Is channel imbalance just a thing one has to live with?
This is more of a general audio question, but still relevant I feel.
I have had my HD 600 for about 5 years now and noticed channel imbalance sneaking in slowly. Now it is noticable, but not too bad just yet. I was hoping for more expensive headphones to not have these issues, but apparently I was wrong. Is this just something one has to get over, or is there some secret sauce to prevent this from happening?
I have now gone through some classic budget IEM recommendations as well and they have all had severe cases of channel imbalance in a very short timespan:
Salnotes ZERO (about 3 months)
Moondrop Chu (about 0.8 months)
KZ ZSN Pro X (this one took 6 years to get channel imablance actually)
Will I just have to get new headphones now? I'm eyeing those Beyerdynamics everyone talks about (DT 770 pro).
EDIT: Also, I have found that it tends to be mostly the harsh frequencies which shift over to one side, so when adjusting the balance in some settings, it shifts all the other frequencies out of balance while fixing the 4000 - 8000 into the right position. Just something I observed.
I've had a fair amount of headphone experience but channel imbalance is very rare for me. The few times it has happened have been with IEMs that needed cleaning, or once where it happened suddenly and seemed like an actual hardware failure. Are you sure it's not a source issue? Are you sure it's not your hearing?
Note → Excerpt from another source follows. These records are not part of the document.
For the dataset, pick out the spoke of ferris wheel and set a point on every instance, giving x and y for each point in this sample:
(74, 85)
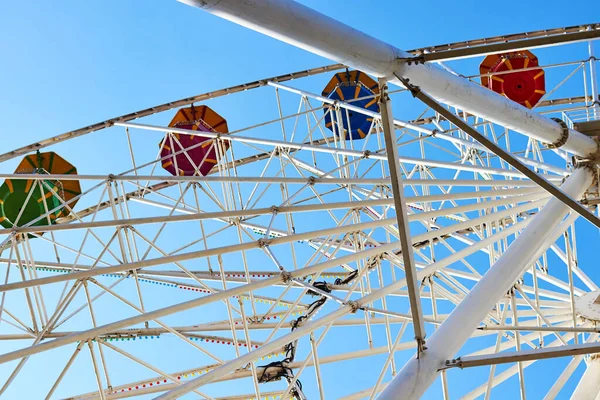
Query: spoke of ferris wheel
(509, 195)
(434, 134)
(329, 150)
(198, 302)
(232, 248)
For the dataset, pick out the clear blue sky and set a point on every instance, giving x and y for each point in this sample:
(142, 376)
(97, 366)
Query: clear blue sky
(72, 63)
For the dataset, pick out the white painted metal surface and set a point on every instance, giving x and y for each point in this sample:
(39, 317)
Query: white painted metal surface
(418, 374)
(588, 387)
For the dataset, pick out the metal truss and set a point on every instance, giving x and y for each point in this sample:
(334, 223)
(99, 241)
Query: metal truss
(301, 259)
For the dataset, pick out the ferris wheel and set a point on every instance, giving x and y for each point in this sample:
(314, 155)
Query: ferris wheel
(323, 247)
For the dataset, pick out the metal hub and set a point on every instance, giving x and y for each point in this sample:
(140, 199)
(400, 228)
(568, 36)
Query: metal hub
(588, 306)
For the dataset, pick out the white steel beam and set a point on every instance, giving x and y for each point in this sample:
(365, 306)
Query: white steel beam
(536, 354)
(408, 258)
(310, 30)
(418, 374)
(588, 387)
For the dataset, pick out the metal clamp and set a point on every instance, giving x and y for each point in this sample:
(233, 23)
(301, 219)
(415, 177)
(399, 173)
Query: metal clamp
(563, 137)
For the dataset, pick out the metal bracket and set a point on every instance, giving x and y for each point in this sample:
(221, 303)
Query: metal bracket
(564, 136)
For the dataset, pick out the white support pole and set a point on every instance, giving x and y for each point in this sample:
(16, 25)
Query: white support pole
(588, 387)
(305, 28)
(418, 374)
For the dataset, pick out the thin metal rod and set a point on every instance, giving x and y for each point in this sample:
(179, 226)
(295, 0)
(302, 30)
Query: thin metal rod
(524, 355)
(401, 217)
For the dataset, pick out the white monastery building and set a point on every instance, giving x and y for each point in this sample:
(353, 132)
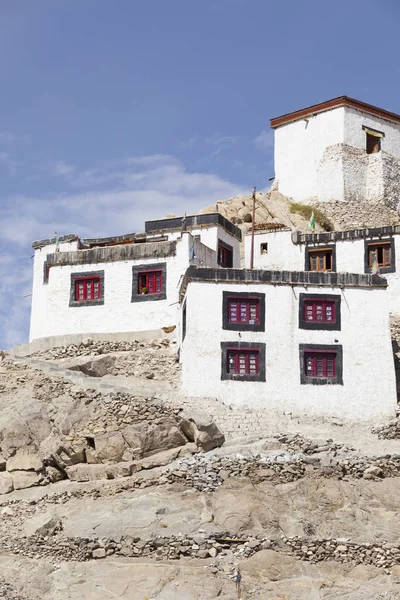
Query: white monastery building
(271, 339)
(353, 251)
(338, 150)
(124, 283)
(307, 330)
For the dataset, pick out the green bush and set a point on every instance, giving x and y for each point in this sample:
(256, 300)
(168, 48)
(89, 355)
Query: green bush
(305, 211)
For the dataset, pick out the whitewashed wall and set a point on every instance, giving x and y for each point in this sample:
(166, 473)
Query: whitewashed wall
(209, 236)
(325, 158)
(299, 148)
(354, 135)
(52, 315)
(369, 390)
(283, 255)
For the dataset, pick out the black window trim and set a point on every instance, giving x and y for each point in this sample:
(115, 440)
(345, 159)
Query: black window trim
(243, 326)
(88, 274)
(334, 326)
(225, 346)
(136, 269)
(337, 380)
(371, 242)
(321, 247)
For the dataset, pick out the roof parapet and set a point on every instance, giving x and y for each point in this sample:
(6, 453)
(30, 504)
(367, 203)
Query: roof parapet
(341, 101)
(351, 234)
(193, 221)
(293, 278)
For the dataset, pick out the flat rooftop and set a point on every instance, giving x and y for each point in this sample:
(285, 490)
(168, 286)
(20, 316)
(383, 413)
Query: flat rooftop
(292, 278)
(338, 102)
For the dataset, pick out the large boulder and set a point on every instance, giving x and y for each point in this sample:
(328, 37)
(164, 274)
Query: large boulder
(110, 446)
(199, 427)
(25, 459)
(6, 483)
(149, 438)
(24, 479)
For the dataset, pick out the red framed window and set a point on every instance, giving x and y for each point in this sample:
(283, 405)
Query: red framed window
(87, 288)
(320, 364)
(320, 260)
(242, 362)
(319, 311)
(150, 282)
(381, 253)
(225, 255)
(244, 310)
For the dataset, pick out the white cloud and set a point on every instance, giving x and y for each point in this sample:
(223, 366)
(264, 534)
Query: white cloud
(110, 199)
(221, 142)
(63, 169)
(265, 140)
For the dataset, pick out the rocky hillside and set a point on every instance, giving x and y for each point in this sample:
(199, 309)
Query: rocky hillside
(273, 209)
(116, 486)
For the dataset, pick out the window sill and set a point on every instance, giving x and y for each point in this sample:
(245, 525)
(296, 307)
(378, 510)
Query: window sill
(84, 303)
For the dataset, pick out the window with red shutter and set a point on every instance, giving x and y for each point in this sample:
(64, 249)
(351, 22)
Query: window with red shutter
(320, 260)
(150, 282)
(242, 362)
(319, 311)
(87, 289)
(321, 364)
(244, 310)
(225, 255)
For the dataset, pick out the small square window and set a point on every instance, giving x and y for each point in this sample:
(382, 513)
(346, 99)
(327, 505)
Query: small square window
(380, 256)
(87, 289)
(150, 282)
(320, 260)
(319, 312)
(225, 255)
(373, 144)
(242, 361)
(244, 311)
(320, 364)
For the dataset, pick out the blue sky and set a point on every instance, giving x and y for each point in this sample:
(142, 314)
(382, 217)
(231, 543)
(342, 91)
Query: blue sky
(112, 112)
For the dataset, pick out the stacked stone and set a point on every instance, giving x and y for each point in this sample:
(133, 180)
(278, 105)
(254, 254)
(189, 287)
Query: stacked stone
(391, 431)
(90, 347)
(380, 554)
(201, 546)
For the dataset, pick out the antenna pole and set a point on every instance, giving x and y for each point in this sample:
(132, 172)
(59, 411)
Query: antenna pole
(252, 229)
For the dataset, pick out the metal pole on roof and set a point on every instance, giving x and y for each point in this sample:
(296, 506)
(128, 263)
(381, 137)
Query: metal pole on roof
(252, 230)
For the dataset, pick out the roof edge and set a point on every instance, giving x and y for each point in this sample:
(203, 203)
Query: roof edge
(340, 101)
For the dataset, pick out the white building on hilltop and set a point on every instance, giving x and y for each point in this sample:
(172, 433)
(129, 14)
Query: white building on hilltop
(307, 330)
(311, 343)
(124, 283)
(353, 251)
(339, 150)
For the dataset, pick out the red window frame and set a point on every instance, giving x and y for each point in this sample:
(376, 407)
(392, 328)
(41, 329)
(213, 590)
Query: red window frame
(244, 310)
(383, 253)
(242, 362)
(87, 289)
(320, 260)
(319, 311)
(320, 363)
(225, 255)
(151, 281)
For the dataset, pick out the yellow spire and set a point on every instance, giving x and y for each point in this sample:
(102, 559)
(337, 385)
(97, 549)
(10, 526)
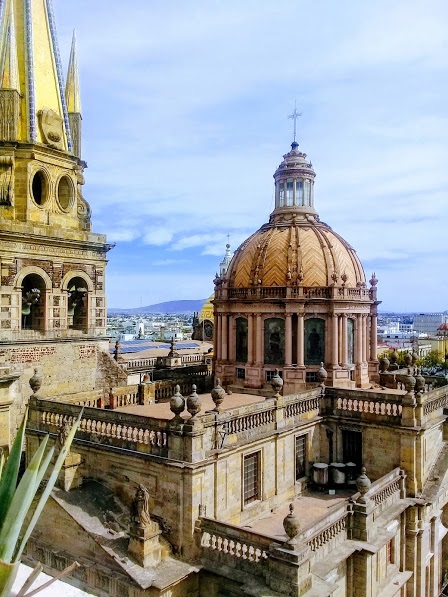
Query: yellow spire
(9, 67)
(72, 90)
(36, 64)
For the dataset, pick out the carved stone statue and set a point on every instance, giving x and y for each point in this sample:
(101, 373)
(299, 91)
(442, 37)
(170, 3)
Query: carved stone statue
(63, 435)
(140, 508)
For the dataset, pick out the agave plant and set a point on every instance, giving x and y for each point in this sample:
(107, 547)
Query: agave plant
(16, 499)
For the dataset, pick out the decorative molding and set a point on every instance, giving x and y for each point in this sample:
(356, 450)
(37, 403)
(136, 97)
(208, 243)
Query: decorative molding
(57, 58)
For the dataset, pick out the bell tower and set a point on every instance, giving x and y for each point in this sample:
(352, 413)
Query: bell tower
(52, 265)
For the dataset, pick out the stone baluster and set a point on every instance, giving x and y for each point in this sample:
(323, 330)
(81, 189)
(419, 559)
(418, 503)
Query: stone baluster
(300, 340)
(288, 340)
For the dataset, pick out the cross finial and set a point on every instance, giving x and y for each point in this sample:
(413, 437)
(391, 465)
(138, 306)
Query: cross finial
(294, 116)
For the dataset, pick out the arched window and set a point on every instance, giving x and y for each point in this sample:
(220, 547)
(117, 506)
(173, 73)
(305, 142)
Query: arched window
(281, 194)
(314, 341)
(289, 192)
(307, 193)
(33, 303)
(350, 341)
(241, 340)
(77, 304)
(299, 192)
(274, 341)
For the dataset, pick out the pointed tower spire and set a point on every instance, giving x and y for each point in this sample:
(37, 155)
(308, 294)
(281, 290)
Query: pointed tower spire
(72, 90)
(73, 98)
(9, 68)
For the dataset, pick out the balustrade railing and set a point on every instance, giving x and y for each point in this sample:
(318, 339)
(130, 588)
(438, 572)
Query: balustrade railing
(251, 421)
(132, 432)
(301, 406)
(235, 546)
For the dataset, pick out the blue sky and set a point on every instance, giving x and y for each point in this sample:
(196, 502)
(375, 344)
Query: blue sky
(185, 108)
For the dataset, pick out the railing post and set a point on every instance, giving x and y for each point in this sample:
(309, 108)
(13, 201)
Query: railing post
(289, 572)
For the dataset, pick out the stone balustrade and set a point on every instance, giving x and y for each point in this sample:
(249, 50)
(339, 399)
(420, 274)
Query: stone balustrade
(387, 490)
(283, 292)
(236, 547)
(132, 432)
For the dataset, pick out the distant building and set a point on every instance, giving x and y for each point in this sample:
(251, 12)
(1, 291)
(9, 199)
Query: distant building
(428, 323)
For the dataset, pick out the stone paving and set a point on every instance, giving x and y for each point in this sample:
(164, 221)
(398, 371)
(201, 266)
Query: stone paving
(310, 507)
(161, 410)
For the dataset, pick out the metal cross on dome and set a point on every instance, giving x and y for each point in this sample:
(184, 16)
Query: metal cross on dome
(294, 116)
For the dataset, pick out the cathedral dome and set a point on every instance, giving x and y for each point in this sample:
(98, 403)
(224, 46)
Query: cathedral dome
(305, 252)
(295, 247)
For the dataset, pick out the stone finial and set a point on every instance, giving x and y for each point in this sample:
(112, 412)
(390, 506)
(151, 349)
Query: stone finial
(35, 383)
(117, 350)
(363, 484)
(384, 364)
(408, 359)
(322, 374)
(277, 383)
(140, 515)
(63, 434)
(193, 403)
(218, 395)
(291, 524)
(177, 404)
(409, 381)
(373, 280)
(419, 381)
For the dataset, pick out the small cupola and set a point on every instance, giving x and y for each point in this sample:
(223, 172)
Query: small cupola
(294, 184)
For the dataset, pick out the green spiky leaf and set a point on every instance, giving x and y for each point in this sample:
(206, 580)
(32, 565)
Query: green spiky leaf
(50, 484)
(10, 475)
(20, 504)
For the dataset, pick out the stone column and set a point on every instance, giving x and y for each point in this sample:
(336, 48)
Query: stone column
(373, 336)
(340, 351)
(364, 338)
(218, 340)
(224, 343)
(334, 341)
(259, 339)
(344, 342)
(358, 339)
(288, 340)
(300, 339)
(232, 338)
(250, 339)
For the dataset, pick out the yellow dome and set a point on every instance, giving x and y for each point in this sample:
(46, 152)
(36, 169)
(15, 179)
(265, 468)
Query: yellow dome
(302, 251)
(207, 309)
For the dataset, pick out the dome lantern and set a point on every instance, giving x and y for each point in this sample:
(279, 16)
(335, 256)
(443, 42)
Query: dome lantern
(294, 185)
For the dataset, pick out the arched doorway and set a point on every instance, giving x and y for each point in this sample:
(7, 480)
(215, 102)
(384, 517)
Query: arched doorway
(33, 302)
(77, 304)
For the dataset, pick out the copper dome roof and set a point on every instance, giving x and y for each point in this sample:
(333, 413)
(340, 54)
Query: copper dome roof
(303, 252)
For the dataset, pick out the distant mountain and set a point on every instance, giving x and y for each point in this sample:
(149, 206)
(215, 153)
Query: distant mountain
(168, 307)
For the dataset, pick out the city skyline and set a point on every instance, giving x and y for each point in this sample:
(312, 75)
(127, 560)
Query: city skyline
(184, 157)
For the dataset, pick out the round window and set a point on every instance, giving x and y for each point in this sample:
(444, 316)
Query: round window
(65, 193)
(39, 188)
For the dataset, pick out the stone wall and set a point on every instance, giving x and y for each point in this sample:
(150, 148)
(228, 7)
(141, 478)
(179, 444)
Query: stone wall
(65, 367)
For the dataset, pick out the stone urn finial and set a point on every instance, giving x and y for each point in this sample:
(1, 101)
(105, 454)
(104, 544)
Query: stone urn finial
(419, 381)
(363, 484)
(384, 364)
(408, 359)
(322, 374)
(35, 383)
(177, 404)
(291, 524)
(193, 402)
(409, 381)
(277, 383)
(218, 395)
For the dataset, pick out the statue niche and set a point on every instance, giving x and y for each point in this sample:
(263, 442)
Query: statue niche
(51, 126)
(6, 180)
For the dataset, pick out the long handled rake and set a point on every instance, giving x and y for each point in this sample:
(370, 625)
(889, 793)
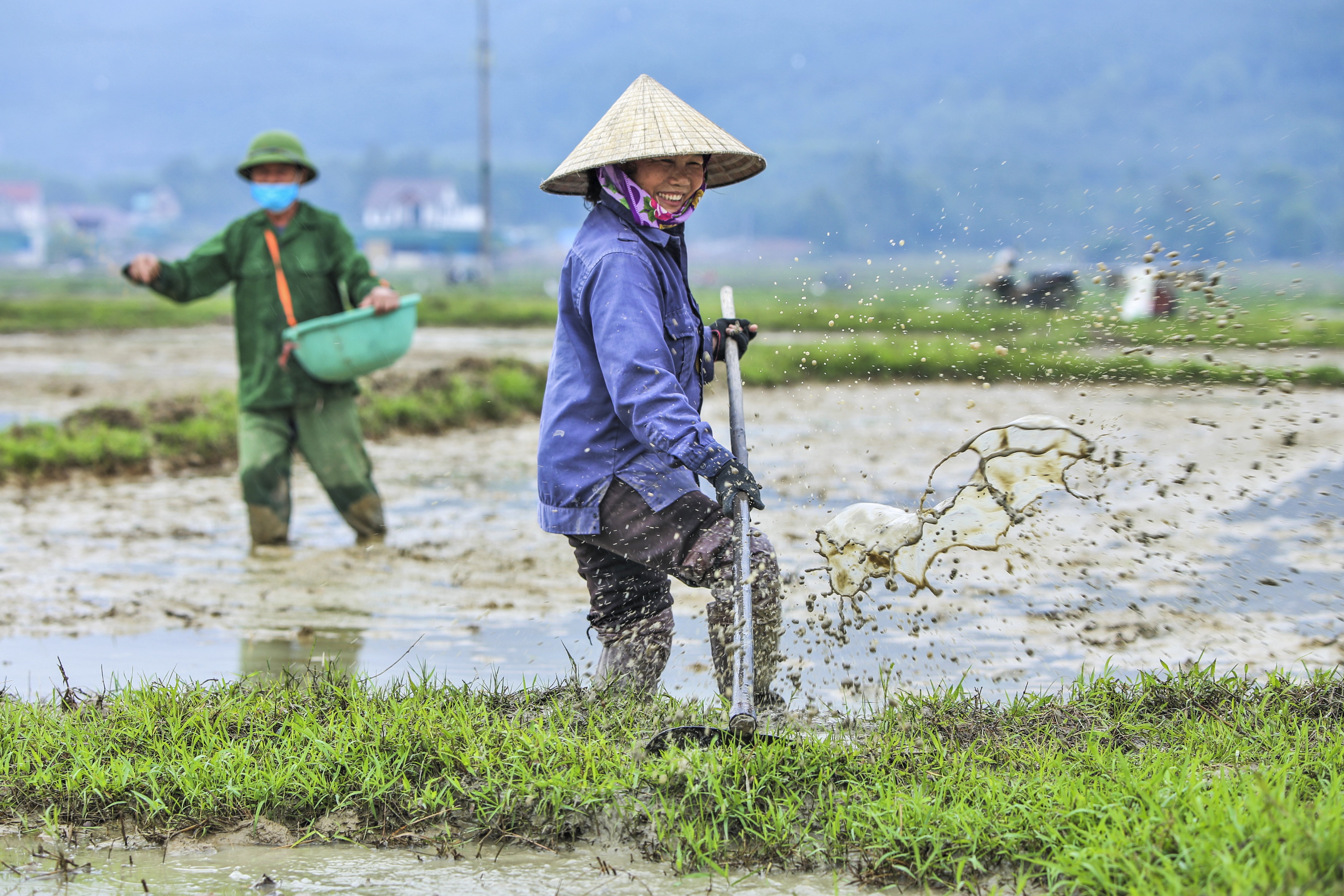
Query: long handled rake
(742, 719)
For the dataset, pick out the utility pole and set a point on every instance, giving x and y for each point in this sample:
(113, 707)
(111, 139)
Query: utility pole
(483, 101)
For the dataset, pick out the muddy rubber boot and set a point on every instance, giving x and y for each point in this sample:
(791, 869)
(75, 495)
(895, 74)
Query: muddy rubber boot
(267, 527)
(767, 625)
(633, 657)
(366, 518)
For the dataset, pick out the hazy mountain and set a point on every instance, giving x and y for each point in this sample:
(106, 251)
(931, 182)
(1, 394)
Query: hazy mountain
(979, 119)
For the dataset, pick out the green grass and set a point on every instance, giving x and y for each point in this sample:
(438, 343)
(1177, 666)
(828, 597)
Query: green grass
(1263, 317)
(1176, 784)
(201, 432)
(953, 358)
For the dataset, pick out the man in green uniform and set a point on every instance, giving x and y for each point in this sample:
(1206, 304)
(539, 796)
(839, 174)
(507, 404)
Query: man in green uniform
(283, 408)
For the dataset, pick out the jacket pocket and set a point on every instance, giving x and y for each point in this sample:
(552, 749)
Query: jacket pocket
(682, 332)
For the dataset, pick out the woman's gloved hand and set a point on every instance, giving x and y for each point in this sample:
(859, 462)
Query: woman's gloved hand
(736, 478)
(744, 332)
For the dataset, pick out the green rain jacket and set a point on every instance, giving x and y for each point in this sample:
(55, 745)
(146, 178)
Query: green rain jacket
(326, 275)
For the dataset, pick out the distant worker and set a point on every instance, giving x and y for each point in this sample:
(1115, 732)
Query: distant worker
(623, 440)
(288, 262)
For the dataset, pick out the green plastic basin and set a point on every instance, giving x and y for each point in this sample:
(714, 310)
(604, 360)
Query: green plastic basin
(341, 347)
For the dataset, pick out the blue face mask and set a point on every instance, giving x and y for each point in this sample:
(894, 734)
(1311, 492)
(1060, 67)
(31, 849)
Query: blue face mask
(275, 197)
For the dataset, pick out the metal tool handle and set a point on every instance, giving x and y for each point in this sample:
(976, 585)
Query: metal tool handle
(742, 715)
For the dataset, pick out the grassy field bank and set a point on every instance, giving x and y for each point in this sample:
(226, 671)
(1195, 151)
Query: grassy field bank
(201, 432)
(1176, 784)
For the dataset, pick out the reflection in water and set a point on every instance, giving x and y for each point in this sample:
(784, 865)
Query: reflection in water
(277, 659)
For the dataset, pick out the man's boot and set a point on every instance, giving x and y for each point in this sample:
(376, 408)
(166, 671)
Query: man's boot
(767, 626)
(633, 656)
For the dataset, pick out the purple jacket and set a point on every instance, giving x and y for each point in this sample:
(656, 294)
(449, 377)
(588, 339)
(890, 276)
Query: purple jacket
(627, 378)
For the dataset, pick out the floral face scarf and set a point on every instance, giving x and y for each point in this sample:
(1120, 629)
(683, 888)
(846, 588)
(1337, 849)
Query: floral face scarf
(646, 209)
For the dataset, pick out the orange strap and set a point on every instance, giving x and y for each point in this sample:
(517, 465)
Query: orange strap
(281, 284)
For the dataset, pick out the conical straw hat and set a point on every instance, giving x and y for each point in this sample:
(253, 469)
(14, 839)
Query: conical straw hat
(650, 121)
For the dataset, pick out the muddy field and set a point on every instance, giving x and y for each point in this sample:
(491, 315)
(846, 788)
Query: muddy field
(1211, 532)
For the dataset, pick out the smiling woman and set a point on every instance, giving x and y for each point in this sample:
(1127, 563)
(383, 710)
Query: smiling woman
(623, 440)
(671, 180)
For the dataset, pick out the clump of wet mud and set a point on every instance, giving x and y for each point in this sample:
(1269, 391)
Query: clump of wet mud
(1018, 463)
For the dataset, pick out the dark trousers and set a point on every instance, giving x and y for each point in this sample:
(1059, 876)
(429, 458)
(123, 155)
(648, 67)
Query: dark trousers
(628, 563)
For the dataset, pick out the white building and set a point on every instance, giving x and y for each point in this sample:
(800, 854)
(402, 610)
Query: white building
(23, 225)
(425, 205)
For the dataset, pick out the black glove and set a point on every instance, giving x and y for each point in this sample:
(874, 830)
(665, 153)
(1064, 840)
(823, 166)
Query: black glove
(721, 331)
(736, 478)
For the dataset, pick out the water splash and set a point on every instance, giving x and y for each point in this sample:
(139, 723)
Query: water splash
(1018, 463)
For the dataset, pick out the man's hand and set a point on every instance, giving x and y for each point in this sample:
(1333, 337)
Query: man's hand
(144, 269)
(733, 479)
(382, 300)
(741, 330)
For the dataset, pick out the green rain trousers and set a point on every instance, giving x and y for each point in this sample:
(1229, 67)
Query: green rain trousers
(328, 436)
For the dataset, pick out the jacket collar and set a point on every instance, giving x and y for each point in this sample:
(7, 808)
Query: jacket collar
(303, 219)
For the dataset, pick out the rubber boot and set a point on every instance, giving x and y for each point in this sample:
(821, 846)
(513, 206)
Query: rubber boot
(366, 518)
(767, 628)
(633, 657)
(267, 527)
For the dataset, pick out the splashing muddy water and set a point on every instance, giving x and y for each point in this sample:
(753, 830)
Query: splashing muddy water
(1018, 463)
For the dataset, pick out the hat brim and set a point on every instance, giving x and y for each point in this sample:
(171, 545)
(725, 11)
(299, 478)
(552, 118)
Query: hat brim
(722, 171)
(277, 158)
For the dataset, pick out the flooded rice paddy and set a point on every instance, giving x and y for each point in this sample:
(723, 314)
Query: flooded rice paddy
(1213, 534)
(43, 866)
(1210, 531)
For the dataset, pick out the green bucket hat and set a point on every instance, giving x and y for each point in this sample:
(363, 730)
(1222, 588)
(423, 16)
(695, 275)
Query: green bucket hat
(276, 147)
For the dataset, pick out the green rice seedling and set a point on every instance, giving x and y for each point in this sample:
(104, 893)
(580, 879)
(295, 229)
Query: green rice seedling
(1180, 781)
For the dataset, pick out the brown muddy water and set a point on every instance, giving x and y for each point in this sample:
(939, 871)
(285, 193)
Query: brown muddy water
(1211, 534)
(43, 866)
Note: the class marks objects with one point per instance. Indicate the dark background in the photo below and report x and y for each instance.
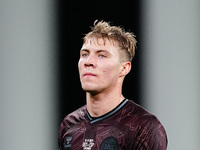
(74, 20)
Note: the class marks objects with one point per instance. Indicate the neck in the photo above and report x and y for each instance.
(101, 103)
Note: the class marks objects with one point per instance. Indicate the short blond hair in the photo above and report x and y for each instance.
(125, 40)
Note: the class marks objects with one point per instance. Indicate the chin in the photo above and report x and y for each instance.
(90, 89)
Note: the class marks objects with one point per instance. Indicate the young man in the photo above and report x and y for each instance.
(109, 121)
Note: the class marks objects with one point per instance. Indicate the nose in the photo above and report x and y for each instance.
(90, 62)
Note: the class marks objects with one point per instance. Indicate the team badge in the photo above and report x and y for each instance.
(68, 144)
(87, 144)
(109, 143)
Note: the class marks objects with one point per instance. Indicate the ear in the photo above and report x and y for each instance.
(125, 68)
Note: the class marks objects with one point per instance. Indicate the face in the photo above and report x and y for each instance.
(99, 66)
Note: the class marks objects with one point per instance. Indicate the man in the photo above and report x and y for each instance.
(109, 121)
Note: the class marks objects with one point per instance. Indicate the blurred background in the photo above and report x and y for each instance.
(39, 52)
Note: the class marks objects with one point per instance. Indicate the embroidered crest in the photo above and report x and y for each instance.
(87, 144)
(68, 144)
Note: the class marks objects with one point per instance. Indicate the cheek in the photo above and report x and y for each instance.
(111, 73)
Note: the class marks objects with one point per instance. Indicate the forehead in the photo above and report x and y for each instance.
(100, 43)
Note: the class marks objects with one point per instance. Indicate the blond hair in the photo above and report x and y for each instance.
(125, 40)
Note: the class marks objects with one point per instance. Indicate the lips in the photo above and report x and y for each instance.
(89, 75)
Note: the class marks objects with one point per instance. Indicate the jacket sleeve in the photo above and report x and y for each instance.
(152, 136)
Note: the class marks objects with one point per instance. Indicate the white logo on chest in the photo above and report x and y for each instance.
(87, 144)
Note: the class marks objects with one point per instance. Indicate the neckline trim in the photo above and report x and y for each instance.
(97, 119)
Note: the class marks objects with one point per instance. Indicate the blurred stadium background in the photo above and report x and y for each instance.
(39, 51)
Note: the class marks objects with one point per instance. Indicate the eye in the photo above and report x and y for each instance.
(102, 56)
(84, 55)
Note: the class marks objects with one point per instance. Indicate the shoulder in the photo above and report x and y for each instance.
(73, 118)
(149, 129)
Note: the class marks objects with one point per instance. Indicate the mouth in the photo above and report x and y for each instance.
(89, 75)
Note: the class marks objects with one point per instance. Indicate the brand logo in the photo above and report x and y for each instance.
(68, 144)
(87, 144)
(109, 143)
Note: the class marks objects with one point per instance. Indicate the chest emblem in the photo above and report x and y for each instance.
(87, 144)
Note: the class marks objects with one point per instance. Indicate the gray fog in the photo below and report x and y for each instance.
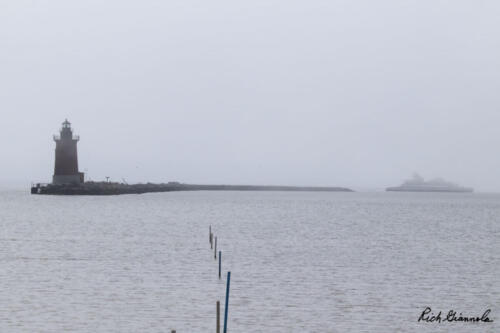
(343, 93)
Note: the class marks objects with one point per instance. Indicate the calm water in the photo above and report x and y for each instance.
(300, 262)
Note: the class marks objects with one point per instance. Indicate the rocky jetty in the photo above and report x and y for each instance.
(110, 188)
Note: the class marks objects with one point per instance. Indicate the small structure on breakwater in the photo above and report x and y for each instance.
(67, 180)
(66, 164)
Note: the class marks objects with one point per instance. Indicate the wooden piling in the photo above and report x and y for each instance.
(227, 301)
(218, 318)
(220, 259)
(215, 250)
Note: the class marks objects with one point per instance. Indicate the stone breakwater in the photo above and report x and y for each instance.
(109, 188)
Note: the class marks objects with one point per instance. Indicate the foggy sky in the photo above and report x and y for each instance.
(349, 93)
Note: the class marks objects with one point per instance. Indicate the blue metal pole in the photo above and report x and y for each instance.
(227, 301)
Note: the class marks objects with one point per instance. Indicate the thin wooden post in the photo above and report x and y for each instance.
(220, 259)
(218, 317)
(227, 301)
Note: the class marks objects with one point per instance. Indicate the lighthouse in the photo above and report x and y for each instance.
(66, 164)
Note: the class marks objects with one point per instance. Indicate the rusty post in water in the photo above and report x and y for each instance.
(218, 317)
(215, 250)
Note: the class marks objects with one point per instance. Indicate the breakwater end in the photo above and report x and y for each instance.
(110, 188)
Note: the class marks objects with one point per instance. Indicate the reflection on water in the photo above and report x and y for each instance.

I habe already flipped the headphones so it's nit my hearing (I'm also pretty young so yeah). I will try another DAC at home today, so I'll update this comment once I do that.
Being young doesn't really matter as you can also damage your hearing if exposed to loud sounds, but I digress.
Regarding channel imbalance. If your amplifier uses old school potentiometers channel balance is certainly a thing. So you indeed need to test that imbalance with other sources.
Also I have been enjoying music since my teens and I'm now in my forties, imbalance with headphones was a pretty rare thing for me, as for IEMs besides the rare QC thing I never had that kind of problems.
I know it's a long shot but you should test your amplifier section for DC offset...most amps filter it but one is never too cautious as it can ruin gear.